Why do code standards require SQL statements not to have too many joins?

Why do code standards require SQL statements not to have too many joins?

Free points

Interviewer : Have you ever used Linux?

Me : Yes

Interviewer : I want to check the memory usage. What command should I use?

Me : free or top

Interviewer : Then tell me what information you can see using the free command

Me : Well, as shown in the figure below, you can see the usage of memory and cache

  • total total memory
  • used memory used
  • free free memory
  • buff/cache used cache
  • avaiable available memory

img

Interviewer : Do you know how to clean up the used cache (buff/cache)?

Me : em… I don’t know

Interviewer : sync; echo 3 > /proc/sys/vm/drop_caches can clean up buff/cache . Do you think it is good for me to execute this command online?

img

Me : (Free points, very happy) There are great benefits. By clearing the cache, we will have more available memory space, just like the little rocket of xx guard on PC, click it and it will release a lot of memory.

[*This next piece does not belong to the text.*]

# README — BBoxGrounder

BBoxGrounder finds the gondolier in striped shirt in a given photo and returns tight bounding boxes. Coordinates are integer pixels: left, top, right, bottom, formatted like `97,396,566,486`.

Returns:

Interviewer : Em..., go back and wait for notification

SQL Join

Interviewer : Let's change the topic and talk about your understanding of join.

Me : OK (If I answer wrong again, it will be all over, so I’ll seize the opportunity)

review

join in SQL can combine the specified tables according to certain conditions and return the data to the client

The join methods are

inner join join

img

left join join

img

right join

img

full join

img

Interviewer : If you need to use join statements in project development, how can you optimize and improve performance?

Me : There are two situations, small data scale and large data scale.

Interviewer : And then?

Me : For

  • The data size is small, so just put it all into memory.
  • Large data size

You can optimize the execution speed of join statements by adding indexes. You can reduce the number of join by using redundant information. Try to reduce the number of table joins. The number of table joins in one SQL statement should not exceed 5.

Interviewer : So we can conclude that join statements are relatively performance-intensive, right?

Me : Yes

Interviewer : Why?

Buffer

Me : When executing a join statement, there must be a comparison process.

Interviewer : Yes

Me : Comparing two tables one by one is slow, so we can read the data from the two tables into a內存塊one by one. Taking MySQL's InnoDB engine as an example, we can definitely find the relevant memory area using the following statement: show variables like '%buffer%'

img

As shown in the figure below, the size of join_buffer_size will affect the execution performance of our join statement

Interviewer : Besides that?

A major premise

Me : Any project will eventually go online, and it is inevitable to generate data, and the scale of data cannot be too small.

Interviewer : That’s right.

Me : Most of the data in the database will eventually be saved to硬盤and stored in the form of files.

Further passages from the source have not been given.